First edition cover, New York, 1964
|Author||Daniel F. Galouye|
|Series||A Bantam Book, J2797|
|Genre||Science fiction novel|
|Published in English||January 1, 1964|
|Media type||Print (Paperback)|
|LC Classification||PS3557.A42, S56 2000eb|
|Preceded by||Lords of the Psychon (1963)|
|Followed by||A Scourge of Screamers (1968)|
Simulacron 3 is the story of a virtual city (total environment simulator) for marketing research, developed by a scientist to reduce the need for opinion polls. The computer-generated city simulation is so well-programmed, that, although the inhabitants have their own consciousness, they are unaware, except for one, that they are only electronic impulses in a computer.
The simulator’s lead scientist, Hannon Fuller, dies mysteriously, and a co-worker, Morton Lynch, vanishes. The protagonist, Douglas Hall, is with Lynch when he vanishes, and Hall subsequently struggles to suppress his inchoate madness. As time and events unwind, he progressively grasps that his own world is probably not “real” and might be only a computer-generated simulation.
Symbolically, the title term "Simulacron-3" refers to the just-built virtual reality simulator and ostensibly references a third attempt at "simulectronics" (the reality-simulating technology), however, the "3" also refers to the novel’s three levels of "reality," or three levels of computer simulation — if the final, "real" world is simulated. Moreover, "simulacron" is closely derivative of simulacrum, a superficial image representing a non-existent original.

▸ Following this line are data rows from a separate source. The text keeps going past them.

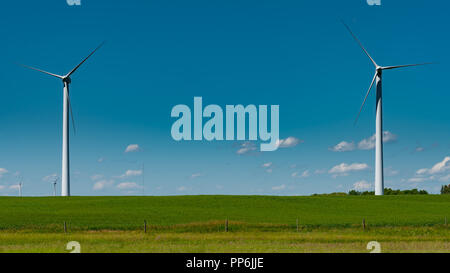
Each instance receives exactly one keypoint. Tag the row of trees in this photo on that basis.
(389, 191)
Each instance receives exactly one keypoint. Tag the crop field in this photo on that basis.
(198, 223)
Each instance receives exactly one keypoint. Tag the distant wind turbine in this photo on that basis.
(379, 180)
(65, 178)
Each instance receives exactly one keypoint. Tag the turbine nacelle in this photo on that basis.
(67, 80)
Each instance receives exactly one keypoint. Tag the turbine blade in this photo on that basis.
(360, 44)
(367, 94)
(76, 67)
(71, 114)
(40, 70)
(400, 66)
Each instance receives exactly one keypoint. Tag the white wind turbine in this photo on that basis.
(65, 178)
(379, 180)
(54, 185)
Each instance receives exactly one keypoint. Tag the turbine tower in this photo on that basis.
(379, 179)
(65, 177)
(54, 185)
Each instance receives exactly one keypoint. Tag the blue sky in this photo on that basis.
(158, 54)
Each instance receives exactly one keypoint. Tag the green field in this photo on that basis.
(197, 223)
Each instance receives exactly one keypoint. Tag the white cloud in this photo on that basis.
(343, 169)
(195, 175)
(3, 171)
(132, 148)
(390, 171)
(304, 174)
(128, 186)
(439, 167)
(422, 171)
(362, 185)
(102, 184)
(14, 187)
(50, 177)
(420, 179)
(130, 173)
(369, 143)
(442, 166)
(246, 147)
(321, 171)
(343, 146)
(445, 178)
(288, 142)
(279, 188)
(96, 177)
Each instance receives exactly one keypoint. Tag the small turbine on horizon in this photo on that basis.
(65, 177)
(379, 179)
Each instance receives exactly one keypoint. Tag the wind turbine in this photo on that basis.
(65, 177)
(20, 185)
(379, 179)
(54, 185)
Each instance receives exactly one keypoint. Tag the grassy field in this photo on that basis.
(197, 223)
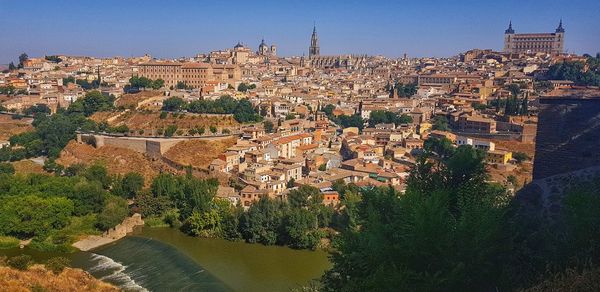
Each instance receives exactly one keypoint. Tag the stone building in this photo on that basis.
(195, 75)
(265, 50)
(550, 43)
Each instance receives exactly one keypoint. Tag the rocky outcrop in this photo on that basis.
(38, 278)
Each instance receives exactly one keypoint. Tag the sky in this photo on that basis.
(178, 28)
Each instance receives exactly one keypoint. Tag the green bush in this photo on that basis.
(21, 262)
(57, 264)
(7, 242)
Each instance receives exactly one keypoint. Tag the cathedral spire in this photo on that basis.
(313, 50)
(509, 30)
(560, 29)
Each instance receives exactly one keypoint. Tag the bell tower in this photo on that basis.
(508, 35)
(313, 50)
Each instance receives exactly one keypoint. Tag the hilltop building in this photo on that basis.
(265, 50)
(550, 43)
(195, 75)
(315, 60)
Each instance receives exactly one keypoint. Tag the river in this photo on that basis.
(164, 259)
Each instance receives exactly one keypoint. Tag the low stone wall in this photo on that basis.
(151, 146)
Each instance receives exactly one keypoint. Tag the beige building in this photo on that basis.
(195, 75)
(550, 43)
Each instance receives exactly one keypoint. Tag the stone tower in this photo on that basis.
(313, 50)
(560, 38)
(508, 34)
(263, 49)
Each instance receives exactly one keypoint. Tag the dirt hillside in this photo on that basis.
(117, 160)
(9, 127)
(37, 278)
(149, 122)
(198, 153)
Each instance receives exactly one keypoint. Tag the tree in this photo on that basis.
(300, 229)
(460, 210)
(262, 222)
(98, 173)
(87, 197)
(57, 264)
(132, 184)
(291, 183)
(157, 84)
(28, 216)
(173, 104)
(20, 262)
(520, 157)
(153, 206)
(114, 212)
(204, 224)
(7, 168)
(303, 196)
(440, 123)
(22, 59)
(243, 87)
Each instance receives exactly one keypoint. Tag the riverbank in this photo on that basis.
(38, 278)
(242, 266)
(112, 235)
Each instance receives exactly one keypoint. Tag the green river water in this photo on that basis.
(164, 259)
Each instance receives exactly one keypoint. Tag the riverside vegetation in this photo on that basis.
(453, 231)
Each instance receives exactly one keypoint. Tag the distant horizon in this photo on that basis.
(186, 28)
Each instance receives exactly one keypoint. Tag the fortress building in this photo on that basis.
(550, 43)
(265, 50)
(195, 75)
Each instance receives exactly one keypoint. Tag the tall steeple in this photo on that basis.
(509, 30)
(313, 50)
(560, 29)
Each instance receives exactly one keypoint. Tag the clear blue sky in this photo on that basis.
(169, 28)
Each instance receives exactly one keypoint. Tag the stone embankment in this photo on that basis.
(114, 234)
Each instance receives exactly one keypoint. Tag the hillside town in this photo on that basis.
(315, 120)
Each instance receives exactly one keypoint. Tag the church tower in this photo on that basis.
(559, 41)
(313, 50)
(508, 35)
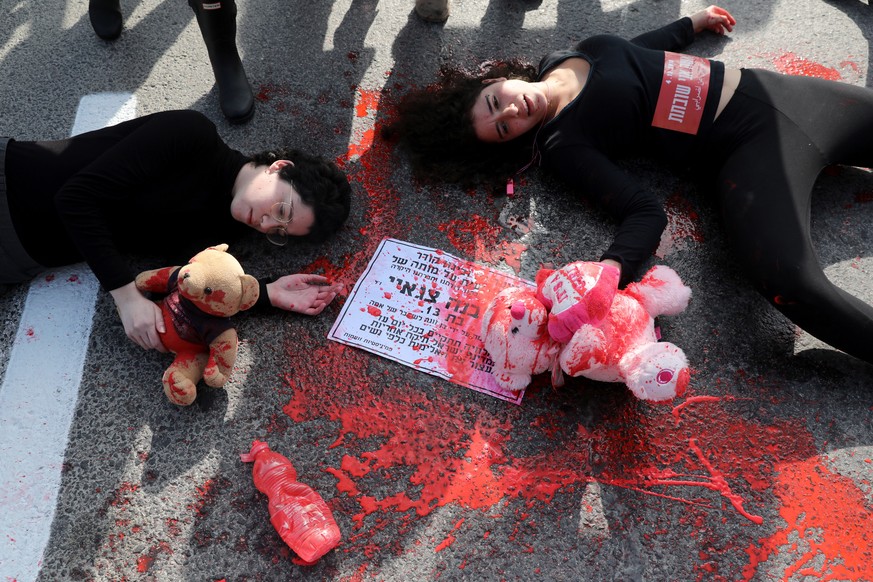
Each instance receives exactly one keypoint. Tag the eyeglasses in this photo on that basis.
(281, 212)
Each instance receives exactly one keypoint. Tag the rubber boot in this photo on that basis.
(432, 10)
(105, 16)
(217, 21)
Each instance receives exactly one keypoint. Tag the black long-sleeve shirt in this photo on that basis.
(160, 184)
(613, 117)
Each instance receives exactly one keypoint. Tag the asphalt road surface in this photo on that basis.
(762, 471)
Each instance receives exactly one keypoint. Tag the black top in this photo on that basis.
(159, 184)
(613, 117)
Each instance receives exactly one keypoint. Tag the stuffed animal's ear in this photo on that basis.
(542, 275)
(251, 291)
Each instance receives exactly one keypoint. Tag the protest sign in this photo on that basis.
(423, 308)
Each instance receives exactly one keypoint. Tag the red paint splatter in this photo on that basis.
(791, 64)
(451, 451)
(829, 526)
(478, 239)
(682, 221)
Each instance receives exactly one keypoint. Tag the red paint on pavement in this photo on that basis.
(792, 64)
(682, 226)
(828, 531)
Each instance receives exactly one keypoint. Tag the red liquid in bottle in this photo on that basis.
(298, 513)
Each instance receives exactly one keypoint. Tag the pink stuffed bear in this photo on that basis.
(579, 322)
(514, 329)
(624, 346)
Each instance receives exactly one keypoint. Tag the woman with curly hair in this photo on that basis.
(761, 138)
(166, 184)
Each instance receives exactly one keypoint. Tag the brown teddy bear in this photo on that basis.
(201, 296)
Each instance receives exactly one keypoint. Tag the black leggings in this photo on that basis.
(774, 137)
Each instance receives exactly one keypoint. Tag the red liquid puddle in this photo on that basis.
(791, 64)
(682, 226)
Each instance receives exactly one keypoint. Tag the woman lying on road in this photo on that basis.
(165, 183)
(759, 137)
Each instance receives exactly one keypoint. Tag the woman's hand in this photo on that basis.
(142, 318)
(714, 18)
(306, 294)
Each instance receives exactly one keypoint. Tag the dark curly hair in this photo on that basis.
(434, 125)
(321, 185)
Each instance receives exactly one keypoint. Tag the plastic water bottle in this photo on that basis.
(298, 513)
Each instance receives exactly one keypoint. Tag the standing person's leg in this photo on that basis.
(765, 188)
(105, 16)
(217, 21)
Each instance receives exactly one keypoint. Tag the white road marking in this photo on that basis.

In writing, the Frederick Pohl short story "The Tunnel under the World" (1955) deals with like philosophic themes and satirical criticism of marketing research, although in Pohl's story the described simulated reality is mechanical, an intricate scale-model whose inhabitants’ consciousnesses reside in a computer, rather than being solely electronic. The Philip K. Dick story Time Out of Joint (1959) presents a man who is unaware that he is living his life in a physically simulated town until changes in his (apparent) reality begin to manifest themselves.
In film, Dark City (1998) pictured a population unknowingly living in a physical simulation of an American city under the control of a mysterious group of entities called the "Strangers", whose goal seemed to be the study of human motivation and psychology. The Matrix (1999) described a world whose population is unaware that the world containing their minds is a virtual reality simulacrum.
The novel has been adapted twice into other media, first as the two-part German television film Welt am Draht (1973) (World on a Wire), by Rainer Werner Fassbinder, "staying reasonably faithful to Galouye’s book," and as The Thirteenth Floor (1999) directed by Josef Rusnak.